Hundreds of thousands of Spaniards rallied in Catalonia's capital Barcelona Sunday, waving national and European flags and chanting "Viva Espana!" to denounce regional lawmakers' vote to sever the region from Spain.
Crowds of protesters swarmed, singing and clapping, through Barcelona's streets in a sea of red-and-yellow Spanish flags, brandishing placards reading "De Todos" (It belongs to all of us).
Municipal police said the crowd numbered about 300,000 while organisers said 1.3 million turned out and the central government's representative in Catalonia put the figure at one million.
Spain's biggest political crisis in decades mounted on Friday when secessionists in the Catalan parliament voted to declare the wealthy northeastern region of some 7.5 million people an independent republic.
The central government of Prime Minister Mariano Rajoy reacted swiftly by temporarily stripping the region of its autonomy and declaring the dismissal of secessionist regional president Carles Puigdemont and his executive.
"We are all Catalonia," proclaimed a massive banner, as marchers, young and old, chanted "Prison for Puigdemont".
"I am enraged about what they are doing to the country that my grandparents built," said Marina Fernandez, a 19-year-old student from Girona, a separatist stronghold.
She told AFP she cannot speak out in her hometown for Spanish unity or "leave my house with the Spanish flag".
Meanwhile, the deputy president of the deposed Catalan government lashed out at Madrid, over what he called a "coup d'etat".
"The president of the country is and will remain Carles Puigdemont," the deposed leader's deputy, Oriol Junqueras, wrote in Catalan newspaper El Punt Avui.
Junqueras used the word "country" to refer to Catalonia, and signed off as the region's "vice president".

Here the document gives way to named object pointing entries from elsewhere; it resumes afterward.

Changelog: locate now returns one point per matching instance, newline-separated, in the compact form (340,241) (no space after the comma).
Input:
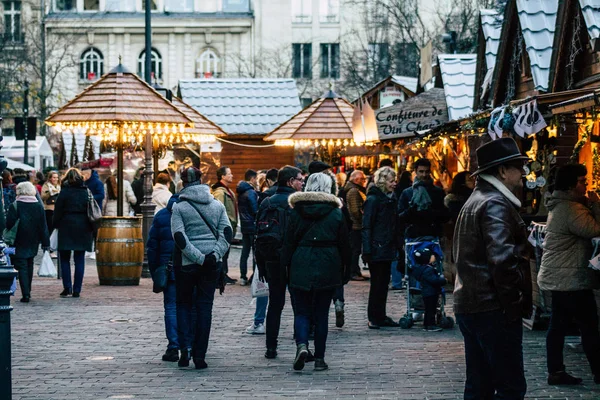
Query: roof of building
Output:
(591,15)
(243,106)
(329,117)
(538,23)
(458,77)
(491,24)
(407,81)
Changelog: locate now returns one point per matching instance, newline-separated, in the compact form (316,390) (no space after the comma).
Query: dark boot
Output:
(171,355)
(184,359)
(301,354)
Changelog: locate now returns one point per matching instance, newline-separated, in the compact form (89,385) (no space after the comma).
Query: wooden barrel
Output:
(119,251)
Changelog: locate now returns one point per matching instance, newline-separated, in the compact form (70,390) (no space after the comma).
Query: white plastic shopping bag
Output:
(54,240)
(258,288)
(47,268)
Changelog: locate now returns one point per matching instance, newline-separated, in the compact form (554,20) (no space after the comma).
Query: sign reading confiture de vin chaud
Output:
(418,113)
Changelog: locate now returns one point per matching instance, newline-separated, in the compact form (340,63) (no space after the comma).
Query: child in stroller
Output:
(431,282)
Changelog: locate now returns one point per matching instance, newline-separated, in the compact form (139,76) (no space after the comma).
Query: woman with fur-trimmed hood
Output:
(317,255)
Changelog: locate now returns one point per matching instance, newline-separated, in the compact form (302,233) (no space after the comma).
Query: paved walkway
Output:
(108,343)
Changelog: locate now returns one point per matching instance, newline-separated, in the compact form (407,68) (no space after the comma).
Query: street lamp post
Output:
(147,206)
(7,276)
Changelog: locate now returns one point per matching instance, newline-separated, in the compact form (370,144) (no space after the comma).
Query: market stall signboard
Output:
(419,113)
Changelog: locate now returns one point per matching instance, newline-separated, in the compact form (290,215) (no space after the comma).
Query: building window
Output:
(378,62)
(91,5)
(65,5)
(91,65)
(155,62)
(407,59)
(207,65)
(302,11)
(330,11)
(330,60)
(12,21)
(302,60)
(120,5)
(236,5)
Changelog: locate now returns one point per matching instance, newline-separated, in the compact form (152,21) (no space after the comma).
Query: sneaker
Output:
(339,313)
(271,353)
(432,328)
(562,378)
(256,329)
(320,364)
(171,355)
(301,353)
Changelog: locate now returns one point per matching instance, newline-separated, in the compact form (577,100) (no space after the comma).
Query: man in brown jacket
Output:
(493,283)
(355,198)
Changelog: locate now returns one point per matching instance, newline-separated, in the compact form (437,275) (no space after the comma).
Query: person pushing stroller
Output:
(431,282)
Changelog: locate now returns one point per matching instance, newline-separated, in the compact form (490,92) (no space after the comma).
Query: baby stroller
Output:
(412,310)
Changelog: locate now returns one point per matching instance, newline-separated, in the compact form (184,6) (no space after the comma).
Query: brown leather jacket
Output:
(492,262)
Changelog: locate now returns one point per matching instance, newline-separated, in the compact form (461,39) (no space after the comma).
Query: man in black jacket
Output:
(493,283)
(423,214)
(289,180)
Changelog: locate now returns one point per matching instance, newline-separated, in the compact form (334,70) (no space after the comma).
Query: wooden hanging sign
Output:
(419,113)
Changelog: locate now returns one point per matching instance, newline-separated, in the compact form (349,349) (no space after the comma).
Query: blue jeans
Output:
(261,309)
(170,303)
(312,306)
(247,245)
(65,267)
(494,356)
(204,282)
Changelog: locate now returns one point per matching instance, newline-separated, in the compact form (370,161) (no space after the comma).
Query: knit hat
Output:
(191,176)
(317,166)
(422,256)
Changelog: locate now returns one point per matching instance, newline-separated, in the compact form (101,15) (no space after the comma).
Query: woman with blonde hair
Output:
(379,243)
(50,191)
(31,232)
(75,231)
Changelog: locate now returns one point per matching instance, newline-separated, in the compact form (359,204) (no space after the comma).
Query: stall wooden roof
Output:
(202,125)
(119,96)
(329,117)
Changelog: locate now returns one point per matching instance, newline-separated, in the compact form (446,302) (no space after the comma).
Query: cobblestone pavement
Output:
(108,343)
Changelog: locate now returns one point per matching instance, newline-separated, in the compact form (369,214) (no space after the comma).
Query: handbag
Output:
(10,235)
(160,277)
(47,268)
(94,211)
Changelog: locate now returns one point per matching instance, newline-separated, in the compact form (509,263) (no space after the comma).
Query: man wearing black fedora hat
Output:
(493,285)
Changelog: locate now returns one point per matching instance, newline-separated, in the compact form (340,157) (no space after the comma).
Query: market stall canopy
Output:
(327,118)
(118,97)
(411,117)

"We cannot recognise the coup d'etat against Catalonia, nor any of the anti-democratic decisions that the PP (Rajoy's ruling Popular Party) is adopting by remote control from Madrid," he wrote.
On top of firing Catalonia's government, Rajoy dissolved its parliament and called December 21 elections for the region.
Spain's ambassador to France, Fernando Carderera said Puigdemont will be "invited to present his candidacy" for the election.
Flor Pena, a 59-year-old originally from the northwestern autonomous region of Galicia, described the separatist actions as "shameful".
"The thing to do now is to beat them at the polls," she said.
She was part of a throng gathered near the spot where tens of thousands of people had celebrated the new "republic" with song, wine and fireworks on Friday.
"They have made fools of us," Miguel Angel Garcia Alcala, 70, who had travelled from the town of Rubi, 22 kilometres (14 miles) from Barcelona, told AFP.
"It is illegal what they have done... They are dictators."
The Catalan crisis was triggered by a banned independence referendum on October 1 that was shunned by many and marred by police violence.
Representatives of Rajoy's PP and other parties were at at Saturday's rally, in what for some resembled the start of an election campaign.
An opinion poll published in centre-right newspaper El Mundo said separatist parties would lose their majority in Catalonia's regional parliament if elections were held today.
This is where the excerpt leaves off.